La juez Primero de Audiencia, Rosario Ibarra, recibirá la acusación y mandará a oír la declaración inicial de Alonso, ex marido de la occisa y quien fue capturado la noche del lunes en la comarca Cosmapa, jurisdicción de Chinandega, lejos de la casa donde vive con sus padres.
Durante su detención, interrogó a los agentes por qué lo detenían. El reo negó que huía y dijo que estaba largo de su casa porque buscaba trabajo.
ÚNICO SOSPECHOSO
Las investigaciones policiales se encausaron a perseguir al ex marido, porque los testimonios de los vecinos de donde vivía la joven afirmaban que Alonso insistía en regresar con ella y que “si no era de él, de nadie más”.
“Él no confiesa su culpa”, dijo el capitán Gerardo Méndez, jefe policial de Chichigalpa, quien resalta que “hay muchos indicadores que lo implican, entre éstos está el acoso a su ex mujer, las amenazas de muerte, sus enloquecidos celos”, detalló.

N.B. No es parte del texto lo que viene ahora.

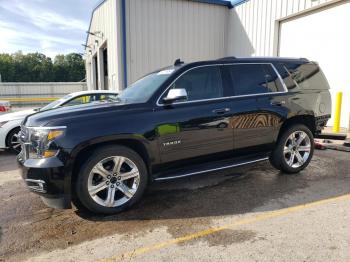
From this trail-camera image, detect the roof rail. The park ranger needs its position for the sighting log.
[300,57,310,62]
[218,56,237,60]
[174,58,185,66]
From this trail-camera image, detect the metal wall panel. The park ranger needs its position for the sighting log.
[86,0,122,90]
[126,0,229,84]
[227,0,337,56]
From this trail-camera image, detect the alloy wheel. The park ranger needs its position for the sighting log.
[88,156,140,207]
[283,131,311,168]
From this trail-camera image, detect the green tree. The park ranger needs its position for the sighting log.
[0,54,16,82]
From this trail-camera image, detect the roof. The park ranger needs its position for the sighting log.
[179,57,310,68]
[70,90,118,96]
[85,0,233,49]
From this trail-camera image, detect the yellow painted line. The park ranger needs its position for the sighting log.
[99,194,350,262]
[1,97,59,102]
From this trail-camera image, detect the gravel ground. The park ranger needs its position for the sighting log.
[0,150,350,262]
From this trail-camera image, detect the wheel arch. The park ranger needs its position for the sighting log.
[278,115,316,139]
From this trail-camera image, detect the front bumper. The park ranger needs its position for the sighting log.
[17,153,71,209]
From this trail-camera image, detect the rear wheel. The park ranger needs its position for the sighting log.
[76,146,148,214]
[270,124,314,174]
[6,127,21,154]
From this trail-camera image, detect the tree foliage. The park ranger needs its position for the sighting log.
[0,51,85,82]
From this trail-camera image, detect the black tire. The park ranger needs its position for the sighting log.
[76,146,148,215]
[6,127,21,154]
[270,124,314,174]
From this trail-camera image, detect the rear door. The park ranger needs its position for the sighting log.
[154,66,233,163]
[225,63,286,153]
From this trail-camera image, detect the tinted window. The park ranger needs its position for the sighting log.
[229,64,283,95]
[285,63,329,89]
[62,95,94,106]
[166,66,224,101]
[118,68,174,103]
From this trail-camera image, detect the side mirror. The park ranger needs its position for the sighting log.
[163,88,188,104]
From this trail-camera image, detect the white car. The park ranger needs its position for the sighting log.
[0,90,118,153]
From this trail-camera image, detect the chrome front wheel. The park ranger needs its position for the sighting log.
[87,156,140,208]
[283,131,311,168]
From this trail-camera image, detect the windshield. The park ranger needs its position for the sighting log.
[118,69,174,103]
[40,95,73,111]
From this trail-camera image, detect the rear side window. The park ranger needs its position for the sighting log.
[285,63,329,89]
[165,66,224,101]
[229,64,284,96]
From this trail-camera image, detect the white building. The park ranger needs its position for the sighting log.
[86,0,350,127]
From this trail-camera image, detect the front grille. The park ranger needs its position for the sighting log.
[19,125,30,161]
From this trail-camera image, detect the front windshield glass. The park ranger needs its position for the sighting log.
[118,69,174,103]
[40,95,73,111]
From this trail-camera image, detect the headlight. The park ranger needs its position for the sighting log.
[0,121,8,128]
[27,127,66,159]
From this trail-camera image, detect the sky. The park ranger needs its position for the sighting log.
[0,0,239,58]
[0,0,101,58]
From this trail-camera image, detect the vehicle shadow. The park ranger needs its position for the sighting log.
[0,152,350,261]
[76,152,350,221]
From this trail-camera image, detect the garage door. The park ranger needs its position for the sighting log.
[279,2,350,127]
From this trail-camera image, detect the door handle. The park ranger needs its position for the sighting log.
[271,101,286,106]
[213,108,231,115]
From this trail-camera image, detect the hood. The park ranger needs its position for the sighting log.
[0,109,36,122]
[24,102,141,126]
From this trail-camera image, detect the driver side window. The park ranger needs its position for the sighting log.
[166,66,224,101]
[62,95,92,107]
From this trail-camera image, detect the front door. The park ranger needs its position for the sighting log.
[155,66,233,163]
[225,63,286,153]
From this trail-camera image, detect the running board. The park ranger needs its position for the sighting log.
[154,156,269,181]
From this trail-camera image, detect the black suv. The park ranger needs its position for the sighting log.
[18,57,331,214]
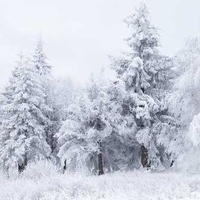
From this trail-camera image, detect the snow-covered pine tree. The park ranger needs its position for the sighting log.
[32,37,61,152]
[169,36,200,172]
[0,55,51,171]
[110,3,176,170]
[58,72,112,175]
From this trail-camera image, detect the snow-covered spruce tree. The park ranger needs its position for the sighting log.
[110,3,174,168]
[32,38,61,152]
[0,56,51,171]
[169,37,200,172]
[58,72,112,175]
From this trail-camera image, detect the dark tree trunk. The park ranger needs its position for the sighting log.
[18,158,27,173]
[141,144,148,168]
[98,141,104,175]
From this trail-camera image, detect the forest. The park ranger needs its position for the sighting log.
[0,3,200,200]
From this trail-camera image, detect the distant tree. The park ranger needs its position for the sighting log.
[58,72,112,175]
[32,37,61,152]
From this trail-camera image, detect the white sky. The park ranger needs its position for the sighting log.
[0,0,200,86]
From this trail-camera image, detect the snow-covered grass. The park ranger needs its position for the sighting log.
[0,164,200,200]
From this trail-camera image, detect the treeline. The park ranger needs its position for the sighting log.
[0,4,200,175]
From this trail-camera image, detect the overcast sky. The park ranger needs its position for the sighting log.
[0,0,200,86]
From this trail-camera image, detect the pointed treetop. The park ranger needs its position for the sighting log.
[33,36,51,75]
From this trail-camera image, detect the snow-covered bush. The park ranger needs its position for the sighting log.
[20,160,61,180]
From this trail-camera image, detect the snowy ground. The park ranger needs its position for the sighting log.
[0,163,200,200]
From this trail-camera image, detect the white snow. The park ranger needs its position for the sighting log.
[0,162,200,200]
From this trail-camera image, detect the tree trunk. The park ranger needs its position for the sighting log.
[98,141,104,175]
[18,157,27,173]
[141,144,148,168]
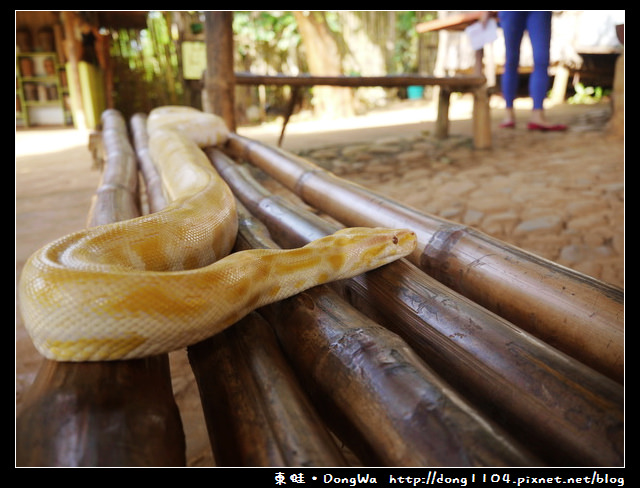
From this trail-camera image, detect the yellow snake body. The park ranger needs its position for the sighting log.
[19,107,416,361]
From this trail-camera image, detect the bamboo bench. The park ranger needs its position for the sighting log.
[235,73,491,149]
[16,111,624,468]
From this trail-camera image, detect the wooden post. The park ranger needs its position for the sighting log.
[436,86,451,139]
[202,12,236,131]
[62,11,87,129]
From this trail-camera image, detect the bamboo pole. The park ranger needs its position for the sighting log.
[16,110,186,467]
[202,11,236,131]
[228,134,624,383]
[131,110,346,466]
[207,150,624,466]
[230,201,540,466]
[188,313,347,467]
[131,113,167,212]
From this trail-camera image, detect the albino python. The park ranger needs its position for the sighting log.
[19,107,416,361]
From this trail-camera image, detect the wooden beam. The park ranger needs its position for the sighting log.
[202,12,236,131]
[62,11,87,129]
[235,73,485,89]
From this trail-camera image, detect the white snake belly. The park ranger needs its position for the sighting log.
[19,107,416,361]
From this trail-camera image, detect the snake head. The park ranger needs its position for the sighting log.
[333,227,417,272]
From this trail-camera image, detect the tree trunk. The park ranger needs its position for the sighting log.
[293,12,353,118]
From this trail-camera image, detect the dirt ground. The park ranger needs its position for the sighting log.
[15,95,624,466]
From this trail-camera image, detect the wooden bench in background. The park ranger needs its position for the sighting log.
[235,73,491,149]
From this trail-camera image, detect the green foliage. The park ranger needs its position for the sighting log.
[233,11,300,57]
[393,10,436,73]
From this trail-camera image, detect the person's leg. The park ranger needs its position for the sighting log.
[527,11,551,117]
[498,11,527,126]
[526,11,566,130]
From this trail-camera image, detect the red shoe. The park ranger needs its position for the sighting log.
[527,122,567,132]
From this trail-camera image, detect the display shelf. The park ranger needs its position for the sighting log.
[16,52,71,127]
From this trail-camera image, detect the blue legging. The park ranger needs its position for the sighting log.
[498,11,551,110]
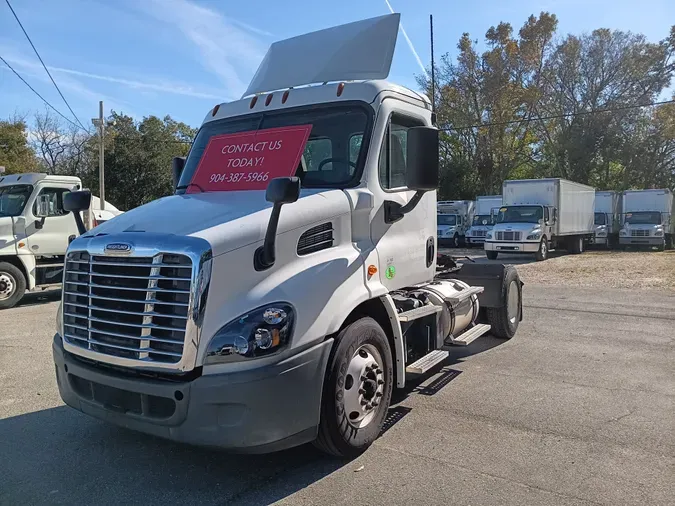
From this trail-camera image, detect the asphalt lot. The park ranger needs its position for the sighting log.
[0,283,675,505]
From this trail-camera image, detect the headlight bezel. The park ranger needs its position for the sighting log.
[204,302,296,366]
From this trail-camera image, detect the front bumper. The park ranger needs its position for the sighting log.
[619,236,666,246]
[485,241,539,253]
[52,334,333,453]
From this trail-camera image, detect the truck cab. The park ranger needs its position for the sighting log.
[52,15,522,457]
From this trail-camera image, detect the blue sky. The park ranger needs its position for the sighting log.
[0,0,675,127]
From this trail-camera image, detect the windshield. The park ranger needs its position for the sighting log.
[438,214,457,225]
[178,104,371,192]
[626,211,661,225]
[0,184,33,216]
[497,206,544,223]
[473,214,492,225]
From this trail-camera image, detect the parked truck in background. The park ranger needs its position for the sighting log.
[593,191,622,249]
[436,200,476,248]
[485,178,595,261]
[0,174,120,309]
[53,14,522,457]
[619,189,675,250]
[466,195,502,248]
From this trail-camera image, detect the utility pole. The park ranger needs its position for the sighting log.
[91,100,105,211]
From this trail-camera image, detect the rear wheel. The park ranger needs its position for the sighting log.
[0,262,26,309]
[534,237,548,262]
[486,265,523,339]
[314,317,394,458]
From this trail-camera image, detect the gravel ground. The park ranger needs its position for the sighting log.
[442,249,675,290]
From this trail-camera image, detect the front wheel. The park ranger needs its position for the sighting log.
[314,317,394,458]
[534,237,548,262]
[0,262,26,309]
[486,265,523,339]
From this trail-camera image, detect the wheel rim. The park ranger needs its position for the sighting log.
[0,272,16,300]
[342,344,384,429]
[506,281,520,324]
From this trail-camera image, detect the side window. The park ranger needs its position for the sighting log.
[33,188,70,216]
[379,114,423,190]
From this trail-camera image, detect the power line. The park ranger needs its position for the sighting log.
[0,56,88,133]
[5,0,88,132]
[439,99,675,132]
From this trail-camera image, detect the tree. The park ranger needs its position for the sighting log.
[0,118,37,174]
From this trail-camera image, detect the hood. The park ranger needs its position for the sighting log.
[83,190,350,256]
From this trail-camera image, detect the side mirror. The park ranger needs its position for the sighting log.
[35,195,51,219]
[406,127,439,192]
[171,156,185,188]
[253,177,300,271]
[63,190,91,235]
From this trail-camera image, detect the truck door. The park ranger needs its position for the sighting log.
[369,104,436,290]
[24,185,77,256]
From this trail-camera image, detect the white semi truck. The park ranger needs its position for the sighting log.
[436,200,476,248]
[53,15,522,456]
[619,189,675,250]
[485,178,595,261]
[466,195,502,247]
[0,174,120,309]
[593,191,622,249]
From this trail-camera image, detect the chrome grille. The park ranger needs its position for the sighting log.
[63,251,192,363]
[496,232,520,241]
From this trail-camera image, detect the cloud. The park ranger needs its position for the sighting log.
[137,0,269,99]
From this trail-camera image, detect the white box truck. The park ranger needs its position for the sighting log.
[53,15,522,457]
[0,174,120,309]
[485,178,595,261]
[619,189,675,250]
[436,200,476,248]
[592,191,622,249]
[466,195,502,248]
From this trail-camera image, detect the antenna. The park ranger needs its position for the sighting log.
[429,14,436,125]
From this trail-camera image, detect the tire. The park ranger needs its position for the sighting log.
[486,265,523,339]
[534,236,548,262]
[314,317,394,458]
[0,262,26,309]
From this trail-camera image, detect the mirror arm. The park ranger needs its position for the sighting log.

Lo curioso del caso es que una vez detenido, Alonso no ha tenido visita alguna de sus familiares, y sus padres biológicos advirtieron a la Policía que procediera de acuerdo a los cargos que se le imputan, porque consideran que “es un muchacho que está fuera de su control”.
Anabell Calero mantuvo relaciones con su victimario hasta 11 meses antes de su muerte. Según sus familiares, ella recibió una paliza de su pareja cuando gestaba el séptimo mes de embarazo, por lo que lo abandonó.